Otoritas Jasa Keuangan (OJK) memastikan informasi yang mengajak untuk melakukan penarikan dana di perbankan hoaks. OJK meminta masyarakat waspadai beredarnya informasi hoaks di sosial media. Berdasarkan data OJK Mei 2020, tingkat permodalan dan likuiditas perbankan masih dalam kondisi yang aman.

Anisyah Al Faqir
Oleh Anisyah Al Faqir - Reporter
OJK Pastikan Kondisi Perbankan Aman, Waspada Hoaks Ajakan Penarikan Uang
Rupiah tetap berada di zona hijau. ©Liputan6.com/Angga Yuniar

Otoritas Jasa Keuangan (OJK) memastikan informasi yang mengajak untuk melakukan penarikan dana di perbankan hoaks. OJK meminta masyarakat waspadai beredarnya informasi hoaks di sosial media.

"OJK menyampaikan bahwa informasi yang beredar tersebut adalah informasi hoaks dan tidak benar," kata Deputi Komisioner Humas dan Logistik, Anto Prabowo dalam siaran pers, Jakarta, Rabu (1/7).

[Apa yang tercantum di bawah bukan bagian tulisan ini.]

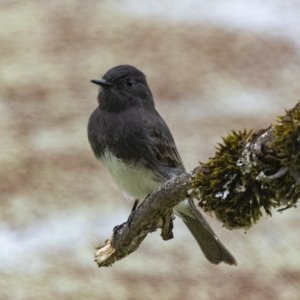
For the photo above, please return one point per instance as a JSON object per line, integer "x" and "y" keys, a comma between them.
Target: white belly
{"x": 134, "y": 179}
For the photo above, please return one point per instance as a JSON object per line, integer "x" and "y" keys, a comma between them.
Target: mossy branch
{"x": 250, "y": 172}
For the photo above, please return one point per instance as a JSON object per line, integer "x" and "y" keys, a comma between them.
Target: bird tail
{"x": 208, "y": 241}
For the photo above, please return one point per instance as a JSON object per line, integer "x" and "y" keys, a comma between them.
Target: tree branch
{"x": 250, "y": 171}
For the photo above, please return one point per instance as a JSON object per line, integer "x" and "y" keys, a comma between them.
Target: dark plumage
{"x": 131, "y": 139}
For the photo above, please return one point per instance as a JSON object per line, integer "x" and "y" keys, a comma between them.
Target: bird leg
{"x": 134, "y": 207}
{"x": 167, "y": 226}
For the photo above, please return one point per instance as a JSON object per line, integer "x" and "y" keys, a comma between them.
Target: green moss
{"x": 238, "y": 187}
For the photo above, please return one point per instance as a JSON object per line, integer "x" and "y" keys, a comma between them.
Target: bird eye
{"x": 130, "y": 82}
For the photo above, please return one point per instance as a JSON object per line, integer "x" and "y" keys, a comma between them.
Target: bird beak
{"x": 101, "y": 82}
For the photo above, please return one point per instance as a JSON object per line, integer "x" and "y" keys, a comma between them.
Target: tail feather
{"x": 208, "y": 241}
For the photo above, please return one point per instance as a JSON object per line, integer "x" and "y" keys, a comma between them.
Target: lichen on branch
{"x": 252, "y": 172}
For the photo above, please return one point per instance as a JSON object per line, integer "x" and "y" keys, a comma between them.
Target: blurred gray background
{"x": 213, "y": 66}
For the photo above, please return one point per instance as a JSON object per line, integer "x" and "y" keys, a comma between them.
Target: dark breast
{"x": 116, "y": 132}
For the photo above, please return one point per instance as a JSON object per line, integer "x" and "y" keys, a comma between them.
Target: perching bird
{"x": 134, "y": 143}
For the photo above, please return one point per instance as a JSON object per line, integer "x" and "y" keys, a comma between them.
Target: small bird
{"x": 134, "y": 143}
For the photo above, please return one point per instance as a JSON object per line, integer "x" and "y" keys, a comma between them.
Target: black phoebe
{"x": 134, "y": 143}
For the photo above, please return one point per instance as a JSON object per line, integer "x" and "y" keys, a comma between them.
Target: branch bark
{"x": 250, "y": 171}
{"x": 145, "y": 219}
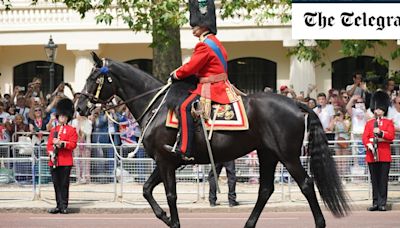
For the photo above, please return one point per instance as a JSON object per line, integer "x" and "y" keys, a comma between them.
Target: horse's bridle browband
{"x": 104, "y": 72}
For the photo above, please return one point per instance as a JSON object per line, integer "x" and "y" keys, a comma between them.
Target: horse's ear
{"x": 96, "y": 59}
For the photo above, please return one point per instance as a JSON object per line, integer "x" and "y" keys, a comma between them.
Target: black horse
{"x": 277, "y": 126}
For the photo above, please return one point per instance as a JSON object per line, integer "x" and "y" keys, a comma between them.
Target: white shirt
{"x": 358, "y": 120}
{"x": 325, "y": 114}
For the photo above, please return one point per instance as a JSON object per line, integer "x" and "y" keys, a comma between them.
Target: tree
{"x": 262, "y": 10}
{"x": 163, "y": 19}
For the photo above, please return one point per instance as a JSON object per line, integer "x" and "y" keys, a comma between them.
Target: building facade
{"x": 258, "y": 55}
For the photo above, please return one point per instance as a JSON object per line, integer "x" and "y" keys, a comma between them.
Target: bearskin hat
{"x": 380, "y": 100}
{"x": 202, "y": 13}
{"x": 65, "y": 107}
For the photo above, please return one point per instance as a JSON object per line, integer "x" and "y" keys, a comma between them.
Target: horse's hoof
{"x": 131, "y": 155}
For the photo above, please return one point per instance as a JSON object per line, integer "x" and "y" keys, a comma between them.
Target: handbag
{"x": 25, "y": 146}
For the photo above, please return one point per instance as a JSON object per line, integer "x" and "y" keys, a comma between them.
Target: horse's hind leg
{"x": 266, "y": 188}
{"x": 148, "y": 188}
{"x": 306, "y": 185}
{"x": 169, "y": 179}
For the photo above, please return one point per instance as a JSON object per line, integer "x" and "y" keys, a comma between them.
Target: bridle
{"x": 105, "y": 104}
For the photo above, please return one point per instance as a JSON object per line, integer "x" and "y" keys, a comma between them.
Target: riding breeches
{"x": 187, "y": 124}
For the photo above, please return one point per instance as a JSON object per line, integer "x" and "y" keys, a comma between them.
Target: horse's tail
{"x": 323, "y": 167}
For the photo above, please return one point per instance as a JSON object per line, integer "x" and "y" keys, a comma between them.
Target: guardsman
{"x": 378, "y": 134}
{"x": 61, "y": 143}
{"x": 209, "y": 64}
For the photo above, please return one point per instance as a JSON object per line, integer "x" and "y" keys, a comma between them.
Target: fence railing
{"x": 110, "y": 175}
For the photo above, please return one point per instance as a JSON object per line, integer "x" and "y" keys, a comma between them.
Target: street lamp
{"x": 51, "y": 51}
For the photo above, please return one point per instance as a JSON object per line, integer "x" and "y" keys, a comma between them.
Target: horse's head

Berdasarkan data OJK Mei 2020, tingkat permodalan dan likuiditas perbankan masih dalam kondisi yang aman. Rasio kecukupan permodalan (CAR) perbankan sebesar 22,16 persen atau di atas ketentuan.

Sementara hingga 17 Juni, rasio alat likuid/ non-core deposit dan alat likuid/DPK terpantau pada level 123,2 persen dan 26,2 persen, jauh di atas threshold masing-masing sebesar 50 persen dan 10 persen.

Kabar Hoaks Telah Dilaporkan ke Polri dan BIN

Anto mengatakan OJK telah melaporkan informasi hoaks ini kepada pihak Bareskrim Polri dan Badan Intelijen Negara (BIN). Agar diusut dan ditindak sesuai ketentuan karena telah menimbulkan keresahan di masyarakat.

"Sesuai Pasal 28 ayat 1 Undang-Undang Informasi dan Transaksi Elektronik (UU ITE), para penyebar hoax diancam hukuman penjara paling lama 6 (enam) tahun dan/atau denda paling banyak Rp1 miliar," kata Anto.

Masyarakat diimbau untuk senantiasa memastikan informasi tentang keuangan yang diterima adalah informasi yang benar dan valid. Caranya dengan menghubungi Kontak OJK di nomor 157 atau layanan Whatsapp resmi 081157157157.